Ces papiers d'Amérique(s) sont aussi à leur manière les papiers d'un jour.

Un journal, peut-être ? Un carnet, plus sûrement. Des notes et des impressions. Des textes gouvernés par la circonstance. Improvisés quand il faut. Mal écrits souvent, à la hâte ou sur le vif.

D’une intention encore mal éclaircie. Ils (se) cherchent moins quelque patronage littéraire qu'à découvrir cette intention.

Des papiers, encore. Drôle de matière. Moins emblème que dissonance, lorsqu’on les mesure à leurs ponctuations numériques. Il arrive toutefois qu'ils s’accordent avec le sens qu'ils possèdent en langue anglaise. Ils (re)deviennent alors une catégorie du discours.

Ce sont généralement plutôt des brèves, des citations ou des gloses. Des bouts d'expérience, qui deviennent par accident métaphores. Des morceaux d'actualité. Et pour tout dire, les digressions y occupent le centre.

Les dates qui leur répondent, aléatoires ou affectives, ne tiennent elles-mêmes que de fendre un peu des événements de nature très diverse, intimes ou publics, quelconques - incertains.

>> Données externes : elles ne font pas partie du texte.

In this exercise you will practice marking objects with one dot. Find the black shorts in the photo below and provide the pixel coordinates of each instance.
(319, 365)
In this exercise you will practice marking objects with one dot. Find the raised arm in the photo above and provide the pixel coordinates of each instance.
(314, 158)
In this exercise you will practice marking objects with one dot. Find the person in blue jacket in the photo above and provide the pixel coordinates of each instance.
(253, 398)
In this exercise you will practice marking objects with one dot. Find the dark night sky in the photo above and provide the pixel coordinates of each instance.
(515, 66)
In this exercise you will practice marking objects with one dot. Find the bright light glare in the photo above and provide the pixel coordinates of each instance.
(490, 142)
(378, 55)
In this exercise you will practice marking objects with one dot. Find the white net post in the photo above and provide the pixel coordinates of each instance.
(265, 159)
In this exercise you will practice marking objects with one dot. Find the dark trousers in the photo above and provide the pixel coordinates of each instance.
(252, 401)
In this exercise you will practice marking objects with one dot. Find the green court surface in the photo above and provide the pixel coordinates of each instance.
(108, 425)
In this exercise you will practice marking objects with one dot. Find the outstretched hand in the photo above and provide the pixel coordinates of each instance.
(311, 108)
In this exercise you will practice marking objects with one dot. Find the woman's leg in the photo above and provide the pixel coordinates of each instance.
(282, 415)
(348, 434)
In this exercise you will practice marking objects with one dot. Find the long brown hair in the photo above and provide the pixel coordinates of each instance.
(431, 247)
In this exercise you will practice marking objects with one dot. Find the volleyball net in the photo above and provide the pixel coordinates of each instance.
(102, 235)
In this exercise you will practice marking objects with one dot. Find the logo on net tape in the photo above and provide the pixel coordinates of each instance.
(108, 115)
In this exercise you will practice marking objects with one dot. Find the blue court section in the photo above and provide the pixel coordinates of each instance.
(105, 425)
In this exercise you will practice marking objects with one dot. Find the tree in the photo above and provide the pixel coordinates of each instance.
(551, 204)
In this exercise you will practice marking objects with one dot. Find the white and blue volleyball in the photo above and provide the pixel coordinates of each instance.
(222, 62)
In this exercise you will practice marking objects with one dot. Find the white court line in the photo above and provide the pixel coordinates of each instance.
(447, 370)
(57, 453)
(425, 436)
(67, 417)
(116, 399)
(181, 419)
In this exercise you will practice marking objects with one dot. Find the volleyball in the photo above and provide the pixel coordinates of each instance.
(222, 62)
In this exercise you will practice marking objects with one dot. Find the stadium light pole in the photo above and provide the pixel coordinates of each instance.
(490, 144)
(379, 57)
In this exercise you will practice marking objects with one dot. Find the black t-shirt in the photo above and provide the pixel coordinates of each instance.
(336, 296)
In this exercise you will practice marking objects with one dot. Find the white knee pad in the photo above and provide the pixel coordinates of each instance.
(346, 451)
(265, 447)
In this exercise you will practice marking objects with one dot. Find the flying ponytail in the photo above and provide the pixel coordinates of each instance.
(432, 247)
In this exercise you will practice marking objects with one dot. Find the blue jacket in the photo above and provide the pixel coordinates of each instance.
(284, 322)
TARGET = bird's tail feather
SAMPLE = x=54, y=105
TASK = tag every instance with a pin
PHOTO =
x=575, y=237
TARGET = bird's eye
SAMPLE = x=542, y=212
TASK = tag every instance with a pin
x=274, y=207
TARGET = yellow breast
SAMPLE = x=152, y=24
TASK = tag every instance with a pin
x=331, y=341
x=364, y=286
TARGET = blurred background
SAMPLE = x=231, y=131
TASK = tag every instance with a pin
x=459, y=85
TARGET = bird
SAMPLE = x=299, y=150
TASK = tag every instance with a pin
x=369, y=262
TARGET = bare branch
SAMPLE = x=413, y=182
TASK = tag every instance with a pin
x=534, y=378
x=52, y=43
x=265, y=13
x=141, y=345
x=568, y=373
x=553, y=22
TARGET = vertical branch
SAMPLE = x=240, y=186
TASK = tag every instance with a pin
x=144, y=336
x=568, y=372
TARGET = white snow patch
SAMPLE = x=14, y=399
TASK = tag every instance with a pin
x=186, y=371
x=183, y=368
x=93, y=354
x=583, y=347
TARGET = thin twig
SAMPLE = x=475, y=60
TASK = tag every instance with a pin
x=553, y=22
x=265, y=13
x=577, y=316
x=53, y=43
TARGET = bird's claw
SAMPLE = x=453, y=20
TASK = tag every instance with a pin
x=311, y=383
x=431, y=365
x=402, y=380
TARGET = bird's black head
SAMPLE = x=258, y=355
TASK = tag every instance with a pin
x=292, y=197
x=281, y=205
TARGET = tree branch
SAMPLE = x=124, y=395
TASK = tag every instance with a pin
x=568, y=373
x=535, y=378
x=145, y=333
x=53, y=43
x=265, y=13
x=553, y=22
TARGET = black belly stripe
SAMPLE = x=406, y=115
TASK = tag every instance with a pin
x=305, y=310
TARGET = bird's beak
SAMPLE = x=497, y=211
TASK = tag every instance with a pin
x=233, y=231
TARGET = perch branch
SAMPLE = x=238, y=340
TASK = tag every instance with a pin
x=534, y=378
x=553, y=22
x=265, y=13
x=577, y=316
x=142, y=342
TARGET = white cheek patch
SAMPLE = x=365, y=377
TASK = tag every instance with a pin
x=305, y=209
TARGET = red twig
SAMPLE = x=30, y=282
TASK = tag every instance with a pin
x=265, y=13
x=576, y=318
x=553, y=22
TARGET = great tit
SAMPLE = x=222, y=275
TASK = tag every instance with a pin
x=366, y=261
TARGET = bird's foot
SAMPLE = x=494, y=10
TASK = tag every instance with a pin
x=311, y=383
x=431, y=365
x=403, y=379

Pour l'essentiel, tout y est vu d'ici.

mardi 12 juillet 2016

VOIR DE LOIN – ÉTÉ 68




En feuilletant les Lettres* de Bernard-Marie Koltès. Il y a certes le voyage inaugural à New York, « le règne des Noirs, de la publicité ; des dollars, de la prostitution », et la pornographie « étalée là aux yeux de tout le monde ». Ce premier périple éclipserait presque son passage au cœur de l’Amérique francophone, à Montréal où l’on se croirait « à peu près dans une ville américaine » – à peu près – ou sur les bords du Saint-Laurent : « Les Canadiens français n’ont en fait de français que le nom et – à peine – la langue. Leur mentalité est plutôt américaine, tout à fait semblable à celle que j’ai rapidement rencontrée à New York. Il nous est extrêmement difficile de communiquer – sur le plan des idées. Un Canadien et un Français du même âge, de la même situation sociale – du moins équivalente –, malgré une grande sympathie, ne peuvent pas, du moins à ce que j’en ai vu, réagir de la même manière, ni penser de même. On est ici dans le règne de la machine IBM, de la mécanique, de la technologie ». Les idées, plus que la langue. Et en résistance à ces clichés sur les cultures et les peuples, la conclusion qui l’investit déjà comme étranger : « Je pense souvent à la France, si petite, si follement idéaliste et faible. Je la vois ici de loin, et j’ai presque une pitié pour tous ses philosophes et ses penseurs qui me paraissent à présent si solitaires. »


* À ses parents, 29 juin et 2 juillet 1968. Éditions de Minuit, 2009, p. 61-64.